Could a very bad quantum supercomputer have found a gene for a slightly better one? And so on? Furtado was claiming as much, but in the final section of the article he admitted that it was impossible to prove this directly; modelling any version of the São Paulo protein to the necessary level of precision was out of the question. He was, however, planning an experiment that could falsify his hypothesis: he was synthesising a copy of one of the fruit pigeon chromosomes, right down to the methylation tags. This molecule would be identical to the biological chromosome in both its raw sequence of bases and every known ‘epigenetic’ chemical subtlety, but its quantum state would not be correlated with that of the DNA in any living bird, real or counterfactual. If SPP copied this with the same low error rate as the natural version, Furtado’s flamboyant theory would go down in flames.

‘If this were true,’ Prabir mused, ‘it would explain a lot of things. You yourself admitted that Teranesia looked like a place where relatives of the locals, who’d parted company and co-evolved elsewhere, were being gradually reintroduced. If Furtado is right, that’s exactly what’s happened. Only they parted company when different mutations put them into different quantum histories, and they’re being “reintroduced” via a gene that goes out of its way to steal ideas from the most successful members of the family.’

Grant smiled indulgently. ‘Explain the fruit pigeons, then. And the barbed-wire shrubs. What’s going on with the camouflage, and the thorns?’

Prabir pondered this for a while. ‘It’s a counterfactual defence. Once you have the São Paulo gene, you can block predators that have never even tried to prey on you, in your own history . And so long as you maintain the defence, they won’t bother evolving in that direction, because they can see that there’s no point. It’s like a simple chess program: no elaborate strategies copied from grand masters, just the power to look ahead a few moves and assess the consequences. If brute force computation reveals a strategy — like castling, say — that gives a medium-term advantage over all possible moves by its opponents, the program will use it. And it will never reverse it, even if there’s no immediate threat, because it can look far enough ahead to see that any back-down would be exploited.’
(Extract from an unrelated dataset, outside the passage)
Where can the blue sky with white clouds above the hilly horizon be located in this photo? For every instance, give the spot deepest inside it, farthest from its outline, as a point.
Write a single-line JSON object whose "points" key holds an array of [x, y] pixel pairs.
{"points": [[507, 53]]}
Grant was beginning to look slightly uncomfortable. ‘You don’t seriously believe that’s what’s happening, though?’

‘Absolutely not. He’ll run the experiment on the synthetic chromosome, and prove himself wrong.’

Grant made a half-hearted sound of agreement, as if she was afraid that excessive confidence might be tempting fate.

Prabir said, ‘I meant to ask you: did you get the results of the RNA analysis of the dormant adults?’ The last he’d heard, it had been running overnight.

‘Yeah. There’s a peptide being produced that’s virtually identical to a well-known hormone that puts the adults of certain temperate species of butterflies into diapause when they hibernate over winter. And the alteration in the texture and pigmentation of the wings seems to have followed from a cascade of gene activity very similar to one that happens in ordinary metamorphosis. It’s all pretty much what I’d expected: just a few existing tricks redeployed.’

‘OK. But redeployed to what end? I know it’s pointless now, because the adults have already laid their eggs externally, but could this be a throwback to a species that used to reproduce via parasitic larvae?’ Maybe the gene resurrection idea could still be salvaged, after all.